In a globally competitive market, New Zealand has set about formulating immigration policy and practices for economic growth and development. At the same time, due consideration has been given to the social impacts of immigration and the challenges of maintaining a socially inclusive, harmonious society. To manage the risks and realise the benefits of immigration it is critical that New Zealand is able to:
- attract and retain skilled immigrants
- ensure that immigrants’ skills and talents are used effectively to contribute to economic growth and development
- facilitate immigrant integration and ensure that social cohesion is not threatened.
Consequently, it is important to consider both New Zealand’s receptiveness towards new migrants and the challenges that new migrants encounter during settlement in this country.
This report makes use of two current sources of national research to assess a range of social impacts of immigration in New Zealand. The first source is the national Attitudes toward Immigrants, Immigration and Multiculturalism (AIIM) Survey. The second source is Wave 1 of the Longitudinal Immigration Survey: New Zealand (LisNZ), which was based on the responses of new migrants surveyed within 6 months of their taking up permanent residence.
The AIIM Survey data were collected by computer-assisted telephone interview in 2004–005 and based on the responses of members of 2,020 randomly selected households. The LisNZ data were based on the responses of 7,137 migrants approved for residence between November 2004 and October 2005. These data were weighted to reflect the characteristics of the population approved for residence during this period. Census data were used to provide information on 1) the proportion of overseas-born and 2) the proportion of overseas-born resident for less than 9 years in New Zealand by territorial authority. This represented the total immigrant and new immigrant populations, respectively.
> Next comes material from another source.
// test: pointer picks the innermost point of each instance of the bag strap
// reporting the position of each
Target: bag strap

Census data also provided information on unemployment rates by territorial authority.
Data from the above sources were analysed with hierarchical linear modelling to address two questions.
- Do New Zealanders’ attitudes towards immigrants (valuing immigrants, perceived threat, and endorsement of integration) vary across territorial authorities as a function of immigrant density and unemployment rates?
- Do immigrant experiences (life satisfaction, perceived discrimination, feelings of settlement and safety, and job satisfaction) vary across territorial authorities as a function of attitudes towards immigrants, immigrant density,and unemployment rates?
The analyses were conducted controlling for income and percentage of New Zealand European residents at the territorial authority level and controlling for individual-level demographic factors (age, gender, education, country of birth, and employment status).
The five key findings were as follows.
- Attitudes towards immigrants in New Zealand are largely positive.
- After controlling for the other factors listed above, most indicators of attitudes to immigrants did not show a significant relationship with the density of immigrants in an area.
- There is some evidence of a curvi-linear relationship between the density of new immigrants and attitudes towards them. While New Zealanders tend to value immigrants more as their numbers increase, at the high end (specifically in Auckland) further increases are associated with more negative attitudes.
- After controlling for other factors, levels of perceived discrimination decrease as immigrant density increases.
- Contrary to international research findings, unemployment trends were not found to be related to attitudes towards immigrants, once control variables were included in the model.
Other findings, controlling for other factors, were that: · more positive attitudes (stronger endorsement of integration and lower levels of perceived threat) occur in areas with higher incomes
- more positive attitudes towards immigrants are found among women, young people, people with higher levels of education, and people who are overseas-born
- immigrants feel safer in higher income territorial authorities
- men report greater life satisfaction and feeling more settled, but feeling less safe, than women
- younger people and people with a higher level of education experience more frequent discrimination and feel less settled in New Zealand.
In addition, migrants who intend to stay in New Zealand for less than 3 years are more likely to be women and less educated. They also are more likely to report experiencing discrimination, experiencing lower levels of life and job satisfaction, and feeling less settled.
The results are discussed in relation to international research on immigrants and immigration, and policy implications are considered. The relationship between immigrant density and attitudes has been examined in a number of international comparative studies, with many finding a link between higher concentrations of immigrants and greater anti-immigrant sentiments. The findings of our research are inconsistent with many of these findings. Generally speaking we found little evidence of a negative relationship between migrant density and either attitudes towards immigrants or immigrant experiences.
Strategies and interventions such as those that increase favourable intercultural contact, and diminish the perceived threat are recommended to assist in maximising the economic benefits and minimising the social risks of immigration.